CONCERTO: “Vignette”
Daniel Bernardes (piano e composição), Filipe Quaresma (violoncelo), João Barradas (acordeão)
Auditório de Espinho
15 Jan 2023 | dom | 18:00
“Um piano, um violoncelo, um acordeão. Três talentosos instrumentistas, expoentes de energia e virtuosismo, unidos por uma forte cumplicidade e paixão pela música. Oito temas radiantes, harmoniosos e delicados como uma flor. Enfim, uma diversidade de sequências filmadas, insinuantes, sedutoras, ponto de partida e de chegada destas “vinhetas”, conjunto inspirado de ornamentos musicais, lente que amplia e valoriza um olhar pessoal sobre o cinema português e o estende para além do palco, o leva ao encontro de quem pode (e sabe) apreciá-lo. Isto é “Vignette”, o mais recente projecto de Daniel Bernardes, viagem de sons e de sonhos pelo cinema de Pedro Costa, Paulo Rocha, Teresa Villaverde, Manoel de Oliveira, António de Macedo, Sérgio Tréfaut e João Botelho, “tentativa de cristalizar em música” o encantamento que resulta de uma fala, de um gesto, de um olhar.
Não poderia ser mais auspicioso o arranque da nova temporada no Auditório de Espinho. Envolvente e intimista, a proposta de Daniel Bernardes, Filipe Quaresma e João Barradas agarrou o público desde os primeiros acordes, transformando-se numa hora feliz, ao longo da qual a música fluiu inquieta, hipnotizante e imensamente bela. Inspirado em “Ossos”, filme que Pedro Costa trouxe ao mundo há 25 anos, o tema de abertura do concerto bebeu a inspiração nos ambientes lúgubres e miseráveis de um bairro negro dos subúrbios de Lisboa, oferecendo-nos uma música atravessada por uma tristeza magoada, por uma desesperança infinda, ferida que dói e sente-se. “Mudar de Vida”, um filme de Paulo Rocha, deu azo a “Memória do Poço Seco”, pedaço de azul intenso de céu e mar, gritos de gaivotas, cheiro a maresia, os risos das crianças, os silêncios dos velhos, enfim esse poço seco que, descarnado, rude, se ergue em altivez nas areias da praia do Furadouro, num desafio de marés vivas.
Jovial, desarmante, provocadora, recheada de paisagens de uma enorme densidade e riqueza, “Os Mutantes”, título extraído do filme homónimo de Teresa Villaverde, é uma peça em três andamentos que vale, por si só, o tempo do concerto.
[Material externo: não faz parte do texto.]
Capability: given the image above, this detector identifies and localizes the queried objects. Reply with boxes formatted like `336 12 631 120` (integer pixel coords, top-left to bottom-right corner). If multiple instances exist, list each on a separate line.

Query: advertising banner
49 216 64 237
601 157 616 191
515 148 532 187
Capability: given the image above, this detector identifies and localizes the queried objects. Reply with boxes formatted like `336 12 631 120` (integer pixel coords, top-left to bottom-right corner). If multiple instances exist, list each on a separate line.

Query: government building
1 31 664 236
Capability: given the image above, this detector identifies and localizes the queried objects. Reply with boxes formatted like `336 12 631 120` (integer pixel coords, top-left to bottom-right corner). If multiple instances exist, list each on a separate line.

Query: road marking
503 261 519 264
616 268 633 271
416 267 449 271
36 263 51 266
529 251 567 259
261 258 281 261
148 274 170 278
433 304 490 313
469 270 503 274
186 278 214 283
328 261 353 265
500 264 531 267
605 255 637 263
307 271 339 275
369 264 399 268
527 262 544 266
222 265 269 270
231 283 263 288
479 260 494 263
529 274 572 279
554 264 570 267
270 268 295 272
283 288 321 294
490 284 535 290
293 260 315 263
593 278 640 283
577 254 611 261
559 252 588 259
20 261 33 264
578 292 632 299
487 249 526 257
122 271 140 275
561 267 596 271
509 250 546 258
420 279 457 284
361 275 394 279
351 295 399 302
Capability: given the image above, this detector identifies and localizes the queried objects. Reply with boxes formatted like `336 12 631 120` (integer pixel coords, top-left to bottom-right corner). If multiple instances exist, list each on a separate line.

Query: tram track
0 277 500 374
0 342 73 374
A inconstância, a irreverência, a fuga à norma que animam a Andreia, o Pedro e o Ricardo, os grandes protagonistas do filme, encontram eco na composição de Daniel Bernardes, a acção sublinhada por “falas” que os instrumentos assumem no limiar do risco, devolvendo-nos uma música que se contorce e desdobra sobre si mesma, graciosa e ágil, fã do improviso, irresistível na forma como se reinventa e nos puxa para o lado livre das coisas. “Angélica”, composto a partir de imagens do filme “O Estranho Caso de Angélica”, de Manoel de Oliveira, veste-se de romantismo para nos falar de amor e morte em mais um momento de profundo intimismo. Peça para piano, “Interlúdio em Ré” foge à norma na medida em que não é inspirado por nenhum filme em particular, antes se abre à possibilidade de ilustrar um filme ainda por fazer. Será um filme de tons claros, levemente nostálgico mas essencialmente alegre, um filme-poema daqueles que sabem bem e nos fazem tão bem.
Para o final ficam três peças, distintas entre si mas unidas por igual toque de sensibilidade e bom gosto. Primeira longa-metragem de ficção de António de Macedo, um dos percursores do Novo Cinema português, “Domingo à Tarde” serve de inspiração ao tema homónimo, a angústia e a morte que o habitam a nortearem a música. “Minha Ma”, o penúltimo tema, revela-se de grande complexidade e desafia o ouvinte a que descubra os seus fundamentos e alcance. A música sugere os grandes espaços, um tempo caprichoso, a violência do homem. A preponderância do acordeão leva-nos às grandes estepes da Ásia Central, ao encontro do cinema de Mikhalkov e Paradjanov. É, afinal, Sérgio Tréfaut e o seu “Raiva” que aqui estão em causa, o espaço imenso o do nosso Alentejo, a violência a da eterna luta entre os senhores e aqueles que nada têm. Finalmente, “Um Prelúdio em Forma de Assim”, o cinema de João Botelho de mãos dadas com a escrita de Alexandre O’Neill, numa peça que integra a banda sonora de “Um Filme em Forma de Assim”. Não uma possibilidade, pois, antes um facto, uma realidade, vestida de emoção e imprevisto. Um concerto superlativo e que irá marcar, de forma indelével, o ano que agora começa.